The Ardmore I am tasting tonight was bottled by Cadenhead’s in 1996 (back when the venerable Scots company was still in the US market) and is from the 1977 vintage. As it represents a rare opportunity for me to taste a middle-aged whisky distilled in another era I couldn’t pass the bottle up when I saw it.
Ardmore 18, 1977 (59.3%, Cadenhead’s Authentic Collection; from my own bottle)
The label only specifies that this was matured in an oak cask (not terribly useful as Scotch whisky by law cannot be matured in anything but oak casks) but I would guess this was ex-bourbon.
Nose: Very light peat–sweet and minerally in nature. Medicinal–not phenolic though, more like aspirin (sour). After a minute or so that sourness turns into sour smoke; faint hints of rubber too (pencil eraser). A musky sweetness becomes apparent after a few more minutes (under the smoke). A little powdered ginger too. With water the sweetness is clearly fruity, and the fruit is of tropical origin. Nothing extravagant or over the top, but it’s quite the development from the initial aromas: the sour smoke is now all but gone.
Palate: Amazingly drinkable at full strength: oily texture and a thick, minerally sweetness that expands and all but explodes on the tongue. Peat but not a lot of smoke. White pepper, powdered ginger, a touch of salt. Draws from a limited, somewhat austere palette of flavours but it does a lot with what it’s got.

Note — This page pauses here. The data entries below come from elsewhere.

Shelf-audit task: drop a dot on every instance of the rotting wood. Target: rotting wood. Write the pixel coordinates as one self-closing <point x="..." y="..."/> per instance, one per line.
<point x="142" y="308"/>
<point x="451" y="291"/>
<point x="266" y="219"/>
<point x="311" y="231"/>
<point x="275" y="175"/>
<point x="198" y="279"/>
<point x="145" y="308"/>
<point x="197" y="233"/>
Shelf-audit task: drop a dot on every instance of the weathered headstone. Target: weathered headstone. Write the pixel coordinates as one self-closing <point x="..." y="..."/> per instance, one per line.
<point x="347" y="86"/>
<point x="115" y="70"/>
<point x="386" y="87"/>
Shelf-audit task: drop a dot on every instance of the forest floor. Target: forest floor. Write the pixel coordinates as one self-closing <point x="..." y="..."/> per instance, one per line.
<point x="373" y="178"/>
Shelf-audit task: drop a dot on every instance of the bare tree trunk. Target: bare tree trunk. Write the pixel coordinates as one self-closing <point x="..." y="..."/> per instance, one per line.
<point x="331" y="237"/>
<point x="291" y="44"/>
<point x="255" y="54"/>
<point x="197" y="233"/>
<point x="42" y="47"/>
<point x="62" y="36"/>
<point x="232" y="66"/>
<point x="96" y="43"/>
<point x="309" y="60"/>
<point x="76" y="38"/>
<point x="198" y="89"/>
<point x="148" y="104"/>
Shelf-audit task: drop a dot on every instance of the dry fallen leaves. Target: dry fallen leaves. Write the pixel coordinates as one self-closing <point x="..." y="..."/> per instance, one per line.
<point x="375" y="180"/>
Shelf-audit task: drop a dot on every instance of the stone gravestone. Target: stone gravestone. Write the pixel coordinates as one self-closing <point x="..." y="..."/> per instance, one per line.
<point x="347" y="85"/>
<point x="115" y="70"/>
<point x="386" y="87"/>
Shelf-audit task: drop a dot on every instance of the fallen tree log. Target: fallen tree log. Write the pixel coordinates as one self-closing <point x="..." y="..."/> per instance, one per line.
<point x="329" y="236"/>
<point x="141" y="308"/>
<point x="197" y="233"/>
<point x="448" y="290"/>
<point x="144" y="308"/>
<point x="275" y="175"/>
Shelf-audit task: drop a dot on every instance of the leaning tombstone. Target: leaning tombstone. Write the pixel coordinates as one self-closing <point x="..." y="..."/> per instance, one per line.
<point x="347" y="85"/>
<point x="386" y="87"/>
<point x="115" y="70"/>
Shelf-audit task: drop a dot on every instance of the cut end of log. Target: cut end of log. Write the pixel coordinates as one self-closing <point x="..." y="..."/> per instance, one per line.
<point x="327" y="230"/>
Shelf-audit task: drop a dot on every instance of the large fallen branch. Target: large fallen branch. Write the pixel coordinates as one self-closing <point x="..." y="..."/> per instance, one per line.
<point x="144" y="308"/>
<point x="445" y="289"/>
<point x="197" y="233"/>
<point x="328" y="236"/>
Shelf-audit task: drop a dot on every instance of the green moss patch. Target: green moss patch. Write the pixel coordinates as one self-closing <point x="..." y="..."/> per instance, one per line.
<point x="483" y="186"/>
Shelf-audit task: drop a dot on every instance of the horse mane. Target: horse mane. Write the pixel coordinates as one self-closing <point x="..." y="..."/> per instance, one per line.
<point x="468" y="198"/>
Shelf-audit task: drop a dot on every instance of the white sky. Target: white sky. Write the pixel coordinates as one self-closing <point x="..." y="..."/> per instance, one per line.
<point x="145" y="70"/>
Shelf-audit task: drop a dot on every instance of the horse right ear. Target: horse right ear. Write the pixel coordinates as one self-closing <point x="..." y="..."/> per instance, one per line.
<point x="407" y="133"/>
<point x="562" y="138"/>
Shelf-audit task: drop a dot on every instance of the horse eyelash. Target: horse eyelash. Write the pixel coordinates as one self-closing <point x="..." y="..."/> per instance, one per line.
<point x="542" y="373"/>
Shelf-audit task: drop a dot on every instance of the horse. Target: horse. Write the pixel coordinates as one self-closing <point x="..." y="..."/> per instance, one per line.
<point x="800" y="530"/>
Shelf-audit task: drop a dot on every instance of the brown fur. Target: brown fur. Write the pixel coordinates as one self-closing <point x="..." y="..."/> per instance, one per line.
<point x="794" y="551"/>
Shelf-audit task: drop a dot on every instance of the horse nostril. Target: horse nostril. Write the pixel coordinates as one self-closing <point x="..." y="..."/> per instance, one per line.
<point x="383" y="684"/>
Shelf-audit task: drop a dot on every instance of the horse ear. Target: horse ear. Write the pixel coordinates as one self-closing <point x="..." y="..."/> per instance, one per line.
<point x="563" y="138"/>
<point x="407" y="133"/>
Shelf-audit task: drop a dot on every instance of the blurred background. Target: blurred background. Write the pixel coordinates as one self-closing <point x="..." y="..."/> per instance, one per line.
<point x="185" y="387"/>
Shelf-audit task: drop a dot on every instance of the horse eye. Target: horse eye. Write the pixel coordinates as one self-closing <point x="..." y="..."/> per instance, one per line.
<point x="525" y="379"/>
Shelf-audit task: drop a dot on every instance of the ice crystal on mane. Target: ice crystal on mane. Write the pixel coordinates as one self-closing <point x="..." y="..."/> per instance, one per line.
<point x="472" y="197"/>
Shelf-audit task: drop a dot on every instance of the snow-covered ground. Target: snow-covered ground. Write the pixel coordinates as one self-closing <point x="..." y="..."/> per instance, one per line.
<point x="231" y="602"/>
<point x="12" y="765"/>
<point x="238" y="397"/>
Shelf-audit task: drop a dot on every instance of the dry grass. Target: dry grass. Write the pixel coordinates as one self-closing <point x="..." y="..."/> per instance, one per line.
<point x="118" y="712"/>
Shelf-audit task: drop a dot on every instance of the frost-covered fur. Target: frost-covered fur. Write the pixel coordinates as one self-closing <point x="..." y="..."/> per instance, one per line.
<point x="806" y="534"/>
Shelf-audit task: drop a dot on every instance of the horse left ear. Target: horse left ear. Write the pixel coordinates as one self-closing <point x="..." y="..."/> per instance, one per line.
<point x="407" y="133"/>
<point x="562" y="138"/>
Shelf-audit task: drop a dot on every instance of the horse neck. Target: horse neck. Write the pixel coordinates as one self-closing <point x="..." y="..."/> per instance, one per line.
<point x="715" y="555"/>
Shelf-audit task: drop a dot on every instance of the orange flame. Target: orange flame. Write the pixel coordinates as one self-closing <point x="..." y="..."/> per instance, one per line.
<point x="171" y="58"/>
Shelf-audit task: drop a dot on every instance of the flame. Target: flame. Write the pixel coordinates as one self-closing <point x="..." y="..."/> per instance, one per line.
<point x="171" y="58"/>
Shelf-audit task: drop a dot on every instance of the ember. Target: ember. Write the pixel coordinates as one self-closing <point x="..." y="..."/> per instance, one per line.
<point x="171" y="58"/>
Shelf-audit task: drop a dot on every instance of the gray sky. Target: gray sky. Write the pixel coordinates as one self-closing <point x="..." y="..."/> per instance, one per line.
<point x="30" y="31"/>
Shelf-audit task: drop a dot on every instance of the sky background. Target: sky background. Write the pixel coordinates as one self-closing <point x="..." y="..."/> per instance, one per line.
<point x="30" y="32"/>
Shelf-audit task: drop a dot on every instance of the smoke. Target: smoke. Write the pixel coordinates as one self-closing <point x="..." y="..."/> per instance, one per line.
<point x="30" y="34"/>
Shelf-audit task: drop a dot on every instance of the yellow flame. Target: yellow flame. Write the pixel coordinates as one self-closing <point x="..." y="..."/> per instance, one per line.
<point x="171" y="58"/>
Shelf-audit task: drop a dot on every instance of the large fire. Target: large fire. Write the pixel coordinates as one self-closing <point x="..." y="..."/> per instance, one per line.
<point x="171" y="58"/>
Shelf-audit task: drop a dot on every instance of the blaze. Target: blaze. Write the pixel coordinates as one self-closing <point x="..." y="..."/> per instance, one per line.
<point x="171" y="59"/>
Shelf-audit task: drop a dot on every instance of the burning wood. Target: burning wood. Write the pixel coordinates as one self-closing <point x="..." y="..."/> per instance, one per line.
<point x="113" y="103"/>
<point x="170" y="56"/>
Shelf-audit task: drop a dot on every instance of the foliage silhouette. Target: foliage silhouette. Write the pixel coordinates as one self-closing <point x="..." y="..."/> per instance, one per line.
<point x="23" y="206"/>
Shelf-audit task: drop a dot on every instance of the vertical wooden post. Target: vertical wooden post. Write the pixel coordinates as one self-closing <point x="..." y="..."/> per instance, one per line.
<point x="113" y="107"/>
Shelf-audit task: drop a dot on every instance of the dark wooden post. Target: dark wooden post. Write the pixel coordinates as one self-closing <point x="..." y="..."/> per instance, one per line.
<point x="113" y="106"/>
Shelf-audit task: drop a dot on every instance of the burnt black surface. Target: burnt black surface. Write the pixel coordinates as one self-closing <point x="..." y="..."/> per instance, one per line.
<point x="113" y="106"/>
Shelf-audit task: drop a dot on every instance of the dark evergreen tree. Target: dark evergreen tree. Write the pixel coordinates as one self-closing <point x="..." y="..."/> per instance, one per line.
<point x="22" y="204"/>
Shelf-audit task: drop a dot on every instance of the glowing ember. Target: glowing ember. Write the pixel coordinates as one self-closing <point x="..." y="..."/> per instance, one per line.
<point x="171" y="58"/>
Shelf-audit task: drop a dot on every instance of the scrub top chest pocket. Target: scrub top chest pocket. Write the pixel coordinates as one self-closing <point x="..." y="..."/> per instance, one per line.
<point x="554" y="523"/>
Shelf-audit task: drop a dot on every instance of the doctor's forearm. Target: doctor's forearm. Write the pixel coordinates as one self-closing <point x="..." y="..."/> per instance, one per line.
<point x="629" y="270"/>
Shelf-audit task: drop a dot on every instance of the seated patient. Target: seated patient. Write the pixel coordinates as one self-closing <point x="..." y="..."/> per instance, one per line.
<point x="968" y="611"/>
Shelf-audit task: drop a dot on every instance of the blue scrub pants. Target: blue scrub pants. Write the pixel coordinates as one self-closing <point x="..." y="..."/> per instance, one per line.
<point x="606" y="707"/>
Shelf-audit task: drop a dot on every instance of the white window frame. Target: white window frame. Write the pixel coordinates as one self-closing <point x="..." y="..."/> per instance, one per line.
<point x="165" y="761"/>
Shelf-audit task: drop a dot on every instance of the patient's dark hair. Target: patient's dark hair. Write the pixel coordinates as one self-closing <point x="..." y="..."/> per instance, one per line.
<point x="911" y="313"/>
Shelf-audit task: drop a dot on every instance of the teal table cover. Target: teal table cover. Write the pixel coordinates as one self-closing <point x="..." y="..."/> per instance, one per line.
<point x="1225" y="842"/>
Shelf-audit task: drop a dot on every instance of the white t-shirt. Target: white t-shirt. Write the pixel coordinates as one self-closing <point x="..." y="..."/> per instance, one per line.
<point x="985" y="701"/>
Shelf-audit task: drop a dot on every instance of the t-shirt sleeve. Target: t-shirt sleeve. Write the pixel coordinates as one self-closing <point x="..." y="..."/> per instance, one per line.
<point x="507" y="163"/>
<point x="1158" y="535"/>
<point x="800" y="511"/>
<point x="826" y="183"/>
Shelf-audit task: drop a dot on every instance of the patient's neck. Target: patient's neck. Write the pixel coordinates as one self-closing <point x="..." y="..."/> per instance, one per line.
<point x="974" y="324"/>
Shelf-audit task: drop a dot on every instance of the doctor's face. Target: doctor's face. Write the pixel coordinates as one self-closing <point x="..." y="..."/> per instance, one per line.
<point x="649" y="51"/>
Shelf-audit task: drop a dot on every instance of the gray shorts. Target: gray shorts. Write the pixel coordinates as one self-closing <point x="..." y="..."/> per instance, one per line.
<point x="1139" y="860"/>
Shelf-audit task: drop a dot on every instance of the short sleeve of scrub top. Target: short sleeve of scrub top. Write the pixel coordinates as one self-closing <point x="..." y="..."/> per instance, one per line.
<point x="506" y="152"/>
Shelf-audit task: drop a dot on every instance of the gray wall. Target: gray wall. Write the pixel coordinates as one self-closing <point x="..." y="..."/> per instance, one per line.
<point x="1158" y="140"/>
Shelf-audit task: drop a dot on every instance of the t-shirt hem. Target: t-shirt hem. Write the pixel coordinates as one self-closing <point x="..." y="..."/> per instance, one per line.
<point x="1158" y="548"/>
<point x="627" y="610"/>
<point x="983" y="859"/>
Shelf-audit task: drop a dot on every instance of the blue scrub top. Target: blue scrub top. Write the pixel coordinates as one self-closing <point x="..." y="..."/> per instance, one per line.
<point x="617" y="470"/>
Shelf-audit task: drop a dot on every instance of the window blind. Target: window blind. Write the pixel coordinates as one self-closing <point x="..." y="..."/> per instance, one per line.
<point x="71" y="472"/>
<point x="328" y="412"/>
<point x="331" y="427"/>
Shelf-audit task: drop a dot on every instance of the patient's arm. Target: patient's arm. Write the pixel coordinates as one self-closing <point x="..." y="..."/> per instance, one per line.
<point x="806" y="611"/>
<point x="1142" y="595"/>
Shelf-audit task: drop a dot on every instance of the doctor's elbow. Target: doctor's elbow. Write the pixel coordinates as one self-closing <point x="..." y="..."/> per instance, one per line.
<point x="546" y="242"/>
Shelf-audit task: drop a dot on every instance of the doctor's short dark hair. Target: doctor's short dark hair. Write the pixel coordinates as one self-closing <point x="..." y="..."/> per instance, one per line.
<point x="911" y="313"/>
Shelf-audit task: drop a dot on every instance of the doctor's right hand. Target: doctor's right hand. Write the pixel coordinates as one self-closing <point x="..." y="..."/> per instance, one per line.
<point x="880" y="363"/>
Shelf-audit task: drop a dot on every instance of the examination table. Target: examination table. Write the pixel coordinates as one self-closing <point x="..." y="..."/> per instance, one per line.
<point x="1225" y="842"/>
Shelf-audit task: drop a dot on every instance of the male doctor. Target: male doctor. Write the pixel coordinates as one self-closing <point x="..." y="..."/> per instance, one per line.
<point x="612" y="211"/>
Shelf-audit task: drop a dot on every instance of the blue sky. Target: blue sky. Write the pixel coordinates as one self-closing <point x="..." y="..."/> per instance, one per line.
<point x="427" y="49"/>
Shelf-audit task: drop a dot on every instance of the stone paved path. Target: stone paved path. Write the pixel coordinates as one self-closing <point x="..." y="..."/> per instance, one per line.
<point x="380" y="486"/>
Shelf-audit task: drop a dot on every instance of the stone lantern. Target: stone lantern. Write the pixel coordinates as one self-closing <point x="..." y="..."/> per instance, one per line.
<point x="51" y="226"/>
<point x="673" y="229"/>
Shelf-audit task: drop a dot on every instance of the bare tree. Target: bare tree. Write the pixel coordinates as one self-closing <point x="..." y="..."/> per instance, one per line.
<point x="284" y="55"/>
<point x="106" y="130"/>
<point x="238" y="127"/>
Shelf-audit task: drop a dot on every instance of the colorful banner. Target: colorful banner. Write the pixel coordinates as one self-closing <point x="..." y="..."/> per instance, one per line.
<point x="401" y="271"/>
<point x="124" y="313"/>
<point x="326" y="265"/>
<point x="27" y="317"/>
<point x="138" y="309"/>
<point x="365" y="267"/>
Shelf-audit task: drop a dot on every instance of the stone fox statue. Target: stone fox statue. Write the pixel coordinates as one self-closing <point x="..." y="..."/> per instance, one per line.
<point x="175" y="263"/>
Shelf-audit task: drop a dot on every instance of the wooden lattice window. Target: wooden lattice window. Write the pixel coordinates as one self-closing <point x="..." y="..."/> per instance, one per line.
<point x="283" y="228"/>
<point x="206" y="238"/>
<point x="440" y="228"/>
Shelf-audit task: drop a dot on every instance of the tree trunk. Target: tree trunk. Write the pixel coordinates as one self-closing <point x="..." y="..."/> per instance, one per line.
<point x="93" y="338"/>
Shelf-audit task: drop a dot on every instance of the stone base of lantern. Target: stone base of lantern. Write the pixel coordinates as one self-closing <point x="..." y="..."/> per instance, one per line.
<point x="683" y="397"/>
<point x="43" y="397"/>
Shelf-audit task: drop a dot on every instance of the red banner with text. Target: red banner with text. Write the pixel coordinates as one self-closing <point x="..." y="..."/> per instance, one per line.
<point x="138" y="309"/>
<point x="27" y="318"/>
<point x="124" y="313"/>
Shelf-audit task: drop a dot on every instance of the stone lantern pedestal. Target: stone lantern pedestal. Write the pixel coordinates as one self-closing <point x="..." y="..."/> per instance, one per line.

Let’s see what water does (just a drop): oh yes, water unlocks that musky sweetness that peeped through on the nose. A very pleasant and bright burst of over-ripe peaches turning to tinned pineapple. It’s as though a button of a charcoal gray jacket is undone to reveal a glimpse of a baroque waistcoat underneath, and then another, and then another till finally the jacket is taken off completely and it’s like it was never there in the first place (“whatever”, ed.). Amazing transformation. Who knows maybe it would have happened without water too if I’d left it alone for much longer, but I doubt it.
Finish: Long. Peppery and gingery. Slightly tannic. With water the tannic note disappears and a peppery sweetness lingers for quite some time.
Comments: This is really quite lovely. Given how little whisky distilled in the 1970s I’ve had I am in no position to make any statements about the characteristics of whisky from that era, but this is certainly not like the 1990s/2000s Ardmores I’ve had; those have been far more robustly peaty and far more direct. There’s something in the initial gingeriness that is reminiscent of the Amrut Special Reserve and also the far inferior Glen Garioch Founder’s Reserve, but there’s none of the raw edge or woodiness of either of those whiskies here. And the austere minerally, peppery peaty character on the palate without water I’ve only really noticed as strongly from Longrow among contemporary releases. Very nice, but sadly, I doubt I will be able to find/afford any more Ardmore from this era. I have a couple more Cadenhead’s US releases from the late 1990s socked away–hope they’ll approach this one in quality.
Rating: 89 points (It is only the relatively uninteresting finish that keeps it out of the 90s for me.)